DETTE ET DEVELOPPEMENT
NON EN NOTRE NOM
SURENDETTER L’AFRIQUE N’EST PAS UNE SORTIE POUR SAUVER
L’ECONOMIE ESPAGNOLE
La campagne Qui doit à qui ? veut exprimer son
plus profond refus face au nouveau plan du gouvernement central qui prétend
destiner 100 millions d’euros, à travers le Fonds d’Aide au Développement (FAD,
Fondo de Ayuda al Desarrollo), pour le financement de projets favorisant
l’exportation d’infrastructures en Afrique.

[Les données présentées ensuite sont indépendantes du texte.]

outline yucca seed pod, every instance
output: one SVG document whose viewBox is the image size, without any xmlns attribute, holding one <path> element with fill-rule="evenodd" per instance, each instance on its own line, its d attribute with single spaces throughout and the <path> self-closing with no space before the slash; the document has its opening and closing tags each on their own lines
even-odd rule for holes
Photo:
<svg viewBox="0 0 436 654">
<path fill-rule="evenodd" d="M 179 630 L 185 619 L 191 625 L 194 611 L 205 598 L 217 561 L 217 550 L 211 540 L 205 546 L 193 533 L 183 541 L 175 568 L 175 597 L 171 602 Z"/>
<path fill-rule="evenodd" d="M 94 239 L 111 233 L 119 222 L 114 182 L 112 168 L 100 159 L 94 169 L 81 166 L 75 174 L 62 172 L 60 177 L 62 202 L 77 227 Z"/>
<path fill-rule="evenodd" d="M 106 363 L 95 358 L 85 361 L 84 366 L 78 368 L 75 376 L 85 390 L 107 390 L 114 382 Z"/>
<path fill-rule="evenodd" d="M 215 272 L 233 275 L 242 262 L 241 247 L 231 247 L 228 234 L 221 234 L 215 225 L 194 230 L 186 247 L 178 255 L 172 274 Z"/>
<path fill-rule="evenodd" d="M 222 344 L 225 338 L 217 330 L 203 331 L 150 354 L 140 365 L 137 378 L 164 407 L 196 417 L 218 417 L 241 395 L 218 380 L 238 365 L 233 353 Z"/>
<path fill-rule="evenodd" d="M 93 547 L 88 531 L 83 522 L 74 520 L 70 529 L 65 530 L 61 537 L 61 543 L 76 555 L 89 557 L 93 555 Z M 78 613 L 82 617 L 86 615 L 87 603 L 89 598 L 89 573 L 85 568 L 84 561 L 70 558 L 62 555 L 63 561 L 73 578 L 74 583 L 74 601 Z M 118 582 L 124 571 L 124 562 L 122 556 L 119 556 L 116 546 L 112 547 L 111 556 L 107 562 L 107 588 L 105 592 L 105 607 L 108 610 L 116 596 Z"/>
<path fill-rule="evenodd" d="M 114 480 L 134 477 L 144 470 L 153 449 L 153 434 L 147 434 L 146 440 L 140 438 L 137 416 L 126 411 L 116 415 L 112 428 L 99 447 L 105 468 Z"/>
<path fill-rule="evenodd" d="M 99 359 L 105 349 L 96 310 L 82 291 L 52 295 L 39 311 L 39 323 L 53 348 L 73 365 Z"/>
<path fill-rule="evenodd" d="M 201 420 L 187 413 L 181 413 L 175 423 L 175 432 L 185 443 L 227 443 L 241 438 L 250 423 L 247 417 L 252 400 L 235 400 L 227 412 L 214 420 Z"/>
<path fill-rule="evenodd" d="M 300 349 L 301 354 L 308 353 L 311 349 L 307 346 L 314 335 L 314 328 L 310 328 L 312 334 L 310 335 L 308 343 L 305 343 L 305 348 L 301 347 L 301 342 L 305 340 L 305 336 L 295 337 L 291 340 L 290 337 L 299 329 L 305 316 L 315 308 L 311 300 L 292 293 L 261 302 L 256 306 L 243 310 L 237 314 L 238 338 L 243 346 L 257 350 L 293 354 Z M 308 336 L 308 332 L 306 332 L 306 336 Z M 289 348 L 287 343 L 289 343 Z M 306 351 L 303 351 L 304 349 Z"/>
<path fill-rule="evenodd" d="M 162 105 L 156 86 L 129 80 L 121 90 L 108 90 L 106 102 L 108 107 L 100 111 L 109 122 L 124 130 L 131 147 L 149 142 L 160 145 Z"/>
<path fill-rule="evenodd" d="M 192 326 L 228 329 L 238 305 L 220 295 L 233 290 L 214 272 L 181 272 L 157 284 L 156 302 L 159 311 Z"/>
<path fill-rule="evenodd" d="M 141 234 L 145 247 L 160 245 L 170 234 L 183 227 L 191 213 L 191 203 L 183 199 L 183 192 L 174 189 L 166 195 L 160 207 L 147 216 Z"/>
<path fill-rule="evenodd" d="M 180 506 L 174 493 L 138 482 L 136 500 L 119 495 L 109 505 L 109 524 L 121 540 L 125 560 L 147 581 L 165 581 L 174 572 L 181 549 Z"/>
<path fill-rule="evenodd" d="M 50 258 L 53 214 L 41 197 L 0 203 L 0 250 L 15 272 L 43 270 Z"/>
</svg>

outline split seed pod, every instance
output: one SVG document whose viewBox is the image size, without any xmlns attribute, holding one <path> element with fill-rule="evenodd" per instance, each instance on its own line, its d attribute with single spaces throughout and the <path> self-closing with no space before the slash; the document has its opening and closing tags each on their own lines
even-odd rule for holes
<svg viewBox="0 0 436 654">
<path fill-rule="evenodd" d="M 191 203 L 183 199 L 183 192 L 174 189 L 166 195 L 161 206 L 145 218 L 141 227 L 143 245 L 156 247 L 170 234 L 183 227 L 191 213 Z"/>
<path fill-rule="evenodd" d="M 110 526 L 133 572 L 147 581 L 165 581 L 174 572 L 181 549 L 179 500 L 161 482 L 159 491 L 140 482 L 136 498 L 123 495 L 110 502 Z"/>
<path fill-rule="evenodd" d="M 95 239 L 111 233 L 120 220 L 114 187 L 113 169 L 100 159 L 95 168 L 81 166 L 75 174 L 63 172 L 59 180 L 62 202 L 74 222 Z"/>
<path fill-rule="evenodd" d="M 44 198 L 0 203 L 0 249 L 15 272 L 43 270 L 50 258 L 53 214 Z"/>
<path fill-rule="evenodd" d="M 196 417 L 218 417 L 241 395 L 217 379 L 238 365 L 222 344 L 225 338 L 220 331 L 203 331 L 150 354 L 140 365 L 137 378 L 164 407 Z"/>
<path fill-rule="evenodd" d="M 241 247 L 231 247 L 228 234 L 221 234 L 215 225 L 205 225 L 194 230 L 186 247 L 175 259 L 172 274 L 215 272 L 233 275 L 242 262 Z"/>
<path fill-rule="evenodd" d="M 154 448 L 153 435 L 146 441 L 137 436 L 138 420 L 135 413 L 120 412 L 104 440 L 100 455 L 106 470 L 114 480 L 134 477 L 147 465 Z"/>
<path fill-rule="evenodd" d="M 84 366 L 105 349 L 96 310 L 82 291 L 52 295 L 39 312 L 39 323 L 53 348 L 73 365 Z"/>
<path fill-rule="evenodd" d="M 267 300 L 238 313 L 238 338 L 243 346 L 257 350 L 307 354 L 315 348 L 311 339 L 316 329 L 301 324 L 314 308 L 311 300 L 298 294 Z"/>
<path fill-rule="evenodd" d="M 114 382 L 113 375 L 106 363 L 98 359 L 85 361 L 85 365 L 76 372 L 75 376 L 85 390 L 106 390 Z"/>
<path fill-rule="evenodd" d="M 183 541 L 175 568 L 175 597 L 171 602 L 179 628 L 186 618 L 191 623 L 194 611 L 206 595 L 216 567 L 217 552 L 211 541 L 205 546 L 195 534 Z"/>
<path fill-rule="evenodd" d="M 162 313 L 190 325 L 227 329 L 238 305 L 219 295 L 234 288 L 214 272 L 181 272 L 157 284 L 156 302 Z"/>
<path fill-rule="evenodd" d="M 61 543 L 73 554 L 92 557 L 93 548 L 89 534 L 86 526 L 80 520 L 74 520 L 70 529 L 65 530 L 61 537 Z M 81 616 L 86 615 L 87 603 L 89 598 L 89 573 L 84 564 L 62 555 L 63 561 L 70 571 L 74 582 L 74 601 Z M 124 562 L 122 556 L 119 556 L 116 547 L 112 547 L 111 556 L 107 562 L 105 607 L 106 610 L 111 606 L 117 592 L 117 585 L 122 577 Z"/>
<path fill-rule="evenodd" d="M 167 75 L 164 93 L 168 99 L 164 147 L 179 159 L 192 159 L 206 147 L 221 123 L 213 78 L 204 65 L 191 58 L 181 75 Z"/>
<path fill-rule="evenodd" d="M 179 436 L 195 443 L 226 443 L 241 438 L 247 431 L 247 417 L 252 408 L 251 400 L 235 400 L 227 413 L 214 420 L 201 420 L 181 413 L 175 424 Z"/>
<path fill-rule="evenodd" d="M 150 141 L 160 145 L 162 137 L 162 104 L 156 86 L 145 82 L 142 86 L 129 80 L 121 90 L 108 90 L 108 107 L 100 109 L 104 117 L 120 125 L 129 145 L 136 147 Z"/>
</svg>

Ce plan visant à stimuler l’internationalisation des
entreprises espagnoles va accroître la dette des pays récepteurs. En effet, les
crédits FAD constituent l’un des instruments les plus générateurs de dette
extérieur des PED envers l’État Espagnol. Ces crédits sont des
crédits concessionnels, c’est – à -
dire bénéficiant de conditions meilleures que celles du marché. Néanmoins,
l’Etat récepteur se voit contraint
d’acheter les produits ou services à des entreprises espagnoles. L’État
s’endette donc mais sans pouvoir disposer de la liberté de passer de contrats
plus favorables notamment avec des entreprises de son propre pays pour la
réalisation des projets.
Avec ce type de prêts
non seulement le pays s’endette,
détournant ainsi une grande partie du budget du gouvernement pour le
remboursement de la dette (jusqu’à 30% dans certains pays), et ce au
détriment de la satisfaction des besoins
essentiels de la population, mais
en
plus les capacités locales pour développer un tissu industriel nationale sont
détruites. Il est évident que si ce sont des entreprises espagnoles qui réalisent
les travaux financés par ces crédits, la plus grande partie de bénéfices
retombent sur l’économie espagnole et non sur celle des pays appauvris. Si la
finalité de cette «aide» est le développement des populations appauvries, les
prêts bilatéraux liés ne constituent pas une solution adéquate.
Le
gouvernement justifie cette mesure par le besoin de diversifier et
accroître la croissance de l’activité exportatrice espagnole, d’améliorer
l’image et la position du pays sur les marchés internationaux et faire du
secteur «
un avant-garde dans la lutte
contre la crise», ce qui nous semble totalement injustifié s’agissant d’un
mécanisme comptabilisé comme Aide Publique au Développement. Par ailleurs, nous
ne pensons pas que l’endettement des pays africains soit une solution pour nous
sortir d’une crise dans laquelle l’Afrique est elle-même immergée.
En outre, la campagne
Qui doit à qui ? veut dénoncer la
volonté du gouvernement espagnol de
rendre
plus flexibles les assurances pour le compte de l’État gérées par la
Compagnie d’Assurance du Crédit à l’Export (CESCE en espagnol), alors qu’elles
constituent le second mécanisme de génération de dette dans les pays appauvris.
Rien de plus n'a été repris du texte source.